В эту минуту инспектор вышел из своей комнаты, ученики засуетились, но еще не слишком торопились идти в церковь, потому что инспектор остановился в своем коридоре и разговаривал со своим помощником. Пользуясь удобным случаем ускользнуть незамеченным из кружка своих товарищей, Владиславлев отыскал Голикова и вместе с ним пошел в верх по лестнице, как будто для того, чтобы в коридоре второго этажа поговорить о чем-нибудь со своим другом. Сказавши Голикову, что он хочет повидаться с Дикопольскими, Владиславлев один вошел в церковь довольно поспешно.

Когда Владиславлев вошел в церковь, взору его представилась прекрасная картина. Церковь в эту пору походила на что-то в роде прекрасного сада, где собраны были все лучшие цветы и деревья, и где царствует постоянная тишина и всегдашняя тень, куда не проникают лучи палящего солнца. Казалось, это скорее была райская обитель первых людей, чем земная церковь. Церковь была убрана зеленью и цветами с удивительным изяществом и вкусом, около стен расставлены были древесные ветви, иконостас украшен был гирляндами самых лучших цветов, против царских врат и двух других дверей в алтарь пред солеей сделаны были полукружия в виде арок из зелени и цветов, вокруг всей решетки пред солеей и пред клиросами расставленные древесные ветви скрывали от взоров всех и нижнюю часть иконостаса и клиросы, а самый алтарь от того представлялся как будто несколько отдаленным, шторы на окнах были опущены и не пропускали в церковь солнечных лучей, хоры второго этажа церкви также были убраны в зелень и цветы... Посреди церкви стоял стол и на нем чаша для водоосвящение...

При самом входе в церковь, положивши с благоговением несколько поклонов, Владиславлев от своего усердия подал гривенник на свечку к праздничной иконе, раскланялся с церковным старостою и отошел к окну. Никого из семинаристов в эту пору в церкви еще не было. Была удобная минута для Владиславлева представиться своим знакомым, пока еще не вошли в церковь семинаристы. Тем не менее робость и теперь овладела им, присутствие в церкви множества посетительниц очень смущало его. С замиранием сердца и дрожью во всем теле пошел он неровною поступью туда, где увидел своих знакомых. По особой любезности старосты, который, получивши от графини и Людмилы на свечи пятирублевую ассигнацию, тотчас же сам со своим сыном вынес им из алтаря по стулу и предложил сесть, Дикопольские сидели у клироса, а Еразмова стояла рядом с Людмилою, когда подошел к ним Владиславлев. Графиня-мать весьма ласково приветствовала Владиславлева и сказала, что весьма рада его видеть, как своего доброго знакомого. Людмила встретила его с восторгом и любовью и сейчас же представила его своей подруге Еразмовой, как своего хорошего знакомого и в некотором смысле наставника. Еразмова приветливо раскланялась с ним.

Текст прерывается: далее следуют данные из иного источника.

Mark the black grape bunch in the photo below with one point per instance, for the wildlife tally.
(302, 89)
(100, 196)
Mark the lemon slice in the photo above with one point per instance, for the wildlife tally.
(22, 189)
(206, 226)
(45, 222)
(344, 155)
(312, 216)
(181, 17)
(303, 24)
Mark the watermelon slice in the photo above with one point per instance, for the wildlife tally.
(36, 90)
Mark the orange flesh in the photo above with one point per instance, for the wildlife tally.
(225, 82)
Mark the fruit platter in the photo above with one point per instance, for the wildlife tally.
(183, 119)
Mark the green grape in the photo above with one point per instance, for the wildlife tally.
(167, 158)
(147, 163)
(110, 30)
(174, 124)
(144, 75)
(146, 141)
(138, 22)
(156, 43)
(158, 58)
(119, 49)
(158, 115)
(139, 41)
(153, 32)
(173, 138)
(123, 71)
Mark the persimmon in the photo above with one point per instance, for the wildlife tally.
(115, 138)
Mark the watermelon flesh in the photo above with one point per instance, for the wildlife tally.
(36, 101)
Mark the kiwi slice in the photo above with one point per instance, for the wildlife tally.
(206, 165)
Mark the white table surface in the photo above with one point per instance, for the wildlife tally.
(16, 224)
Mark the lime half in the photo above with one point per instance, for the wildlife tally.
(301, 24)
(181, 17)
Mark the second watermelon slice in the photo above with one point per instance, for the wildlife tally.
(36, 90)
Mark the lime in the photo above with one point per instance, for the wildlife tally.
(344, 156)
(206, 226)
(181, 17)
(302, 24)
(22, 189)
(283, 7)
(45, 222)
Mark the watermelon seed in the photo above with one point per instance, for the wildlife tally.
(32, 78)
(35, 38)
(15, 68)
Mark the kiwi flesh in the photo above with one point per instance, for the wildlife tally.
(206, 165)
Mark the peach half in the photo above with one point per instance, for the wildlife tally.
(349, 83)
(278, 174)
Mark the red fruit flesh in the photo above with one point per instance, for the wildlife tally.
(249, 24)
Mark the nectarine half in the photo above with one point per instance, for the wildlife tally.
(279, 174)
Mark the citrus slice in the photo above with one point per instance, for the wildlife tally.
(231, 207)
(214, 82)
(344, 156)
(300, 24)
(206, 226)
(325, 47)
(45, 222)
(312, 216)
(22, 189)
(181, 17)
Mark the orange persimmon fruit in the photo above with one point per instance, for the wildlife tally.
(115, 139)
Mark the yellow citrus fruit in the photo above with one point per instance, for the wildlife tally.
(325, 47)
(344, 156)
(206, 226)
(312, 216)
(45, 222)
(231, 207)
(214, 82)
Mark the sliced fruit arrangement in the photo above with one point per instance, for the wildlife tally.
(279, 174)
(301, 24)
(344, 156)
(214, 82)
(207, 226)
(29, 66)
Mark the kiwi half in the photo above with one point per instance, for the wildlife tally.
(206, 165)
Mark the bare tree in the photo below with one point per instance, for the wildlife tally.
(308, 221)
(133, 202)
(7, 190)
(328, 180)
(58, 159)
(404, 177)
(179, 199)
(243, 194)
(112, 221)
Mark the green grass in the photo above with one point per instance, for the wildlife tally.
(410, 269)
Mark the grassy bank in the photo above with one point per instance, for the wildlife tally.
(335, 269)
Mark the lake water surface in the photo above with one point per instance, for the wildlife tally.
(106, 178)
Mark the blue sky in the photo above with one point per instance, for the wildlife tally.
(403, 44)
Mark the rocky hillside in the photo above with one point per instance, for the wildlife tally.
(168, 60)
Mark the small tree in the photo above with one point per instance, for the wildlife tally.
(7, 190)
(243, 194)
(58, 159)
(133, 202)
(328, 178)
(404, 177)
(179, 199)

– Очень рада, – сказала она при этом, – Я так много хорошего, слышала о вас от своей подруги, что давно от души желала познакомиться с вами... Разумеется, до сего времени я не могла знать наверное того, что именно вы Владиславлев... Но мне почему-то казалось всегда, когда я смотрела на учеников, подходящих к евангелию, что Владиславлев именно вы, у вас как будто на лице написаны все те черты вашего благородного, возвышенного характера, какими мне описывала вас моя подруга...

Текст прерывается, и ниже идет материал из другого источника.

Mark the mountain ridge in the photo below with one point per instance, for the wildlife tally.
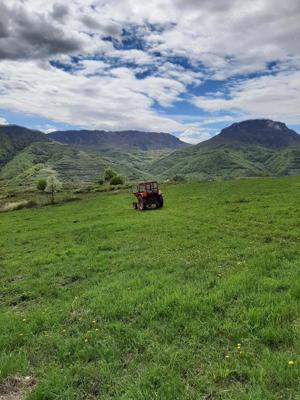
(128, 139)
(260, 147)
(265, 148)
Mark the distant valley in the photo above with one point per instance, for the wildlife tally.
(245, 149)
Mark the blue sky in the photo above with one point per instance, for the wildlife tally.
(180, 66)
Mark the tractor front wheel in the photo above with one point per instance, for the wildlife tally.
(141, 204)
(159, 201)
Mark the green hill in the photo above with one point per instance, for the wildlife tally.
(246, 149)
(14, 139)
(28, 155)
(198, 300)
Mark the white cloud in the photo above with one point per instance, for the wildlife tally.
(3, 121)
(275, 96)
(195, 134)
(217, 39)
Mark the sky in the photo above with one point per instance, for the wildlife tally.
(187, 67)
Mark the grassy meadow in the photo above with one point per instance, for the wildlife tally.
(198, 300)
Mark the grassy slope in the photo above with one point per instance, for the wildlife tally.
(206, 162)
(100, 301)
(73, 164)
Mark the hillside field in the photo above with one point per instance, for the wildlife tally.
(198, 300)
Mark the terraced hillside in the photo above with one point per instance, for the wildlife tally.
(29, 155)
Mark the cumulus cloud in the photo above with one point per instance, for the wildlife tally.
(276, 96)
(78, 62)
(3, 121)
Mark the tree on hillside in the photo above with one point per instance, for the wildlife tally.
(53, 186)
(109, 174)
(41, 185)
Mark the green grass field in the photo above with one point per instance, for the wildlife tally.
(198, 300)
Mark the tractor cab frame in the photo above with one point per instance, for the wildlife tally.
(147, 194)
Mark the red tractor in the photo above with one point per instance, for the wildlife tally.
(147, 194)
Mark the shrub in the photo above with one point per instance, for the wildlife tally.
(19, 205)
(178, 178)
(116, 180)
(41, 185)
(53, 186)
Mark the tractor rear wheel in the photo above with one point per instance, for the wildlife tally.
(159, 201)
(141, 204)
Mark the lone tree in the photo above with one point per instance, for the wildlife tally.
(53, 186)
(109, 174)
(41, 185)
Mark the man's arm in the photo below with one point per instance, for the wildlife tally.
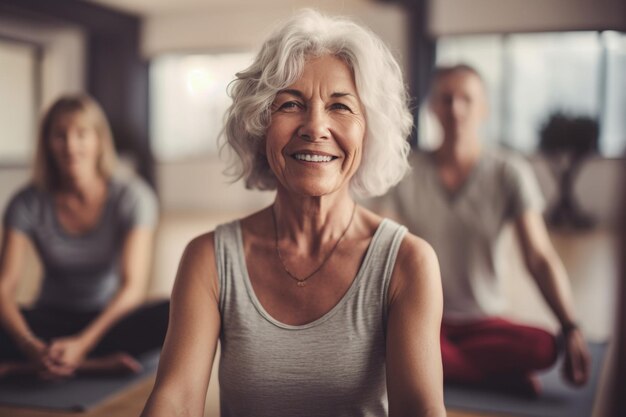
(548, 271)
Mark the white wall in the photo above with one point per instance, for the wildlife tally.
(448, 17)
(63, 66)
(244, 28)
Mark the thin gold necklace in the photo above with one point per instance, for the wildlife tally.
(301, 282)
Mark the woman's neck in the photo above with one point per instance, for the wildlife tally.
(312, 221)
(84, 189)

– Очень вам благодарен за такое внимание ко мне, – ответил ей Владиславлев, – Со своей стороны, и я скажу вам, что я также много хорошего слышал о вас от вашей подруги и хоть не был с вами лично знаком, но знал вас потому именно, что мы, семинаристы, знаем всех, кто раза два-три побывает в нашей церкви... Но при этом первом с вами знакомстве я должен пред вами извиниться за неделикатность одного из наших казеннокоштных учеников, который сегодня, встретившись с вами на лестнице, сказал вам о приезде сюда вашей подруги... Не подумайте, чтобы он узнал что-нибудь о вас чрез меня... Я сам был удивлен тем, что он знает, где вы воспитывались и в каком отношении находитесь к графине Людмиле Александровне... Я и сюда потому доселе не входил повидаться со своими знакомыми, что тот же самый ученик задержал меня своими рассказами о том, как он был в черноземском уезде и там узнал о вас от своей тетки, знакомой с одною из ваших бывших подруг... Прошу вас, пожалуйста извините этого ученика, он хотел доставить вам удовольствие известием о приезде сюда вашей подруги.

– И он в том не ошибся, действительно он доставил мне удовольствие.

– В таком случае я могу успокоиться, – Владиславлеву теперь оставалось еще раскланяться с Валентиною, которая сидела дальше всех от того места, где он стоял. Та сначала как будто злобно и неприветливо поклонилась ему сидя, а потом как будто вдруг смягчилась и ласково подала ему руку...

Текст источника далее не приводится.